Dr. Kimberlin also is Editor of the 2021 American Academy of Pediatrics (AAP) Report of the Committee on Infectious Diseases (Red Book). He also was Editor of the 2018 and 2015 editions, and will be for the upcoming 2024 edition. Since 2007, Dr. Kimberlin has served as the AAP Red Book liaison to the Centers for Disease Control and Prevention (CDC) Advisory Committee on Immunization Practices (ACIP). Dr. Kimberlin is a Past-President of the Pediatric Infectious Diseases Society (PIDS). In 2016 he received the Ronald McDonald House Charities 2016 Medical Award of Excellence.

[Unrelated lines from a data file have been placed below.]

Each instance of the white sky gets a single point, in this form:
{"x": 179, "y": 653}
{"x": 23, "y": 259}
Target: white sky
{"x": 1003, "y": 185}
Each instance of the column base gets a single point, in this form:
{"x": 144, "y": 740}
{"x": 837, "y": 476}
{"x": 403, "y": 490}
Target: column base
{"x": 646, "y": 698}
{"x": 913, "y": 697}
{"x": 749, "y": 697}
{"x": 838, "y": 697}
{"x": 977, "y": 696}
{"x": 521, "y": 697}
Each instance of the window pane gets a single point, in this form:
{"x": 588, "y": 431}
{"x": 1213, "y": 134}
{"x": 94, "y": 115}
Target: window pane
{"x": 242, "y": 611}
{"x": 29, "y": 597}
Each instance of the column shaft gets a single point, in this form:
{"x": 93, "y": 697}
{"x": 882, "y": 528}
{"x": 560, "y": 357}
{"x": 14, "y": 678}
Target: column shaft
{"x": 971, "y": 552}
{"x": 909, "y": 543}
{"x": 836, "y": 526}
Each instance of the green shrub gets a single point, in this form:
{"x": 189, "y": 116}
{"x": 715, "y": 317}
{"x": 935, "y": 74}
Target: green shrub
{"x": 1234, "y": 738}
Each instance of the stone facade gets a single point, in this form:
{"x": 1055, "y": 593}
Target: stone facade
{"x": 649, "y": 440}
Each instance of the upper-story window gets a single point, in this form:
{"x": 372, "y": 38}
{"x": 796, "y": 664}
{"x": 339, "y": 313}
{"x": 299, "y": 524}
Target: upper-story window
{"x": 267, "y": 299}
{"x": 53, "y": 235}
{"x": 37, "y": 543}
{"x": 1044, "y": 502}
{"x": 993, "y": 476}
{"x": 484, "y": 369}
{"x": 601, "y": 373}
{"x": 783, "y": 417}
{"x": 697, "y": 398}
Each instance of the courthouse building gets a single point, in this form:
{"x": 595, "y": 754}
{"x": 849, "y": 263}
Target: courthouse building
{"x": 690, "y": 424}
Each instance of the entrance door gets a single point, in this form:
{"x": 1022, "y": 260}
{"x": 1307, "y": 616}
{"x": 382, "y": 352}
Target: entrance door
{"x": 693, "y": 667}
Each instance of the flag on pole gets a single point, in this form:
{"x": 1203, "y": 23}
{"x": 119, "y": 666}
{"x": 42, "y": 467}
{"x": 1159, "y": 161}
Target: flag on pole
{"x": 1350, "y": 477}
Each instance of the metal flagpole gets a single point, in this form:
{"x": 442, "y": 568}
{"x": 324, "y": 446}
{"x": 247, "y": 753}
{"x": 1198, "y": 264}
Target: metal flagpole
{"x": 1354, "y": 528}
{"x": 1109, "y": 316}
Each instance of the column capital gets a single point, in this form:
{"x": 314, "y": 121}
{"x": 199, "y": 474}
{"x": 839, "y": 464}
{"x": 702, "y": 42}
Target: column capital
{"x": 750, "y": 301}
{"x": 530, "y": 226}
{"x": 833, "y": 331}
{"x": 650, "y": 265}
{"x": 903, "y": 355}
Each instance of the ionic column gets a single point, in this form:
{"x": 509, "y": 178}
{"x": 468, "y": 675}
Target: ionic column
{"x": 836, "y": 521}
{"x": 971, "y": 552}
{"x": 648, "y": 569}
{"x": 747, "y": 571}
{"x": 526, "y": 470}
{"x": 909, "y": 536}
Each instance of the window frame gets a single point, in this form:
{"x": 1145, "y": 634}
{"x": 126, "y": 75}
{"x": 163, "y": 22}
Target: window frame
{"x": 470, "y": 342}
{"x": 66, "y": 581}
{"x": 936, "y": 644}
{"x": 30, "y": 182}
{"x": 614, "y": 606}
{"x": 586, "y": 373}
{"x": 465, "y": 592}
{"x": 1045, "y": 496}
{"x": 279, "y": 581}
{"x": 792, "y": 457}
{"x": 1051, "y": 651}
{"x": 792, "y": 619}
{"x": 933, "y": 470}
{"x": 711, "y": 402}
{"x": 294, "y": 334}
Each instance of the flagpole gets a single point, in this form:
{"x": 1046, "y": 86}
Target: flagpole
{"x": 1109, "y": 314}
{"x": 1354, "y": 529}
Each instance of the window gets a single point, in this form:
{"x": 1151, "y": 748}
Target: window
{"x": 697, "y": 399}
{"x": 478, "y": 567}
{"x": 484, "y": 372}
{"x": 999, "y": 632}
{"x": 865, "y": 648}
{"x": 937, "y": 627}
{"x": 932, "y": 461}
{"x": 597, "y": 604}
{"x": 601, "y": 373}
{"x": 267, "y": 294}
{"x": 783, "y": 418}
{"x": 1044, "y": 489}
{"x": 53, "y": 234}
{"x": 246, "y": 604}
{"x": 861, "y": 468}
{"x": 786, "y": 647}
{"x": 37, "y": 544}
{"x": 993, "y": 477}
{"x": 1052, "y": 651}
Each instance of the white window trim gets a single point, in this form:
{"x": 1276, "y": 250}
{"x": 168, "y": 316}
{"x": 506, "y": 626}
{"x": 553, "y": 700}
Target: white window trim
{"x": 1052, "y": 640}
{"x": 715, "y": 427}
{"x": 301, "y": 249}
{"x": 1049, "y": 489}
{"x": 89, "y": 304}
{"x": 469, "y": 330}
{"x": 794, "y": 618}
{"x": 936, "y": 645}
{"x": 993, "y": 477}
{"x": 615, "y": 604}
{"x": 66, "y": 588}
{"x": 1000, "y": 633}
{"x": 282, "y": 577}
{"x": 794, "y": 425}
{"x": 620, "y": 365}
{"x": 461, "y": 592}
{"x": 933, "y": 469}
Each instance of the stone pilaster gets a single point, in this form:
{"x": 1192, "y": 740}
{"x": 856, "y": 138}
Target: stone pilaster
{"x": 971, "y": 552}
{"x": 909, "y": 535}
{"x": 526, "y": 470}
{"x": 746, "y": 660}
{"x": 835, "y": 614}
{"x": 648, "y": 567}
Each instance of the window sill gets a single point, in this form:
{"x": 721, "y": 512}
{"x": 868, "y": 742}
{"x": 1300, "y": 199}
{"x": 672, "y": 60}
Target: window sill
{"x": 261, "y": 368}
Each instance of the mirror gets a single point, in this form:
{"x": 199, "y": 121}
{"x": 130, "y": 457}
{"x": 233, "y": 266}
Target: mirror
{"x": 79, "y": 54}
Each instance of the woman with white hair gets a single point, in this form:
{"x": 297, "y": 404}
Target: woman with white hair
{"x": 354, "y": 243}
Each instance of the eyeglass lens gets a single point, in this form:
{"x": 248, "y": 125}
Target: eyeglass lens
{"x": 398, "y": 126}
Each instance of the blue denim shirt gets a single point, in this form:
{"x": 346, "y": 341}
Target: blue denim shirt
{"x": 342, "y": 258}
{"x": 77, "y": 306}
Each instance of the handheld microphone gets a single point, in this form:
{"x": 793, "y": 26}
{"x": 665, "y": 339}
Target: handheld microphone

He has received numerous education awards.
Keynote Lecture Abstract
Treatment of neonates and children: an overview
Congenital cytomegalovirus (CMV) infection results either in clinically apparent (symptomatic) disease at birth, or in clinically inapparent (asymptomatic) infection. Data on the treatment of congenital CMV infection to date are only available for infants with symptomatic disease. In the 1990s, the Collaborative Antiviral Study Group (CASG) conducted a randomized controlled study of six weeks of intravenous ganciclovir versus no therapy, which demonstrated that antiviral treatment protects against hearing deterioration over the first six months of life. In the 2000s, the CASG identified the dose of oral valganciclovir that produces similar systemic ganciclovir exposure as does intravenous ganciclovir. And in the 2010s, the CASG conducted a multicenter, multinational, randomized placebo-controlled trial of longer-term oral valganciclovir treatment that found six months of therapy to be superior to six weeks of therapy for protecting against hearing deterioration and improving developmental outcomes at 12 and 24 months. In all of these studies, treatment was started in the first month of life. A recently completed randomized, placebo-controlled CASG study conducted in the United States and the United Kingdom evaluated valganciclovir treatment started beyond a month of age, and did not demonstrate any benefit. A recent CASG investigation of valganciclovir treatment of asymptomatic CMV infection closed early due to unacceptable toxicity. As additional antiviral drugs with CMV activity are developed, they should be studied as combination therapy with valganciclovir in symptomatically infected infants or, assuming an adequate safety profile, as monotherapy in asymptomatically infected infants.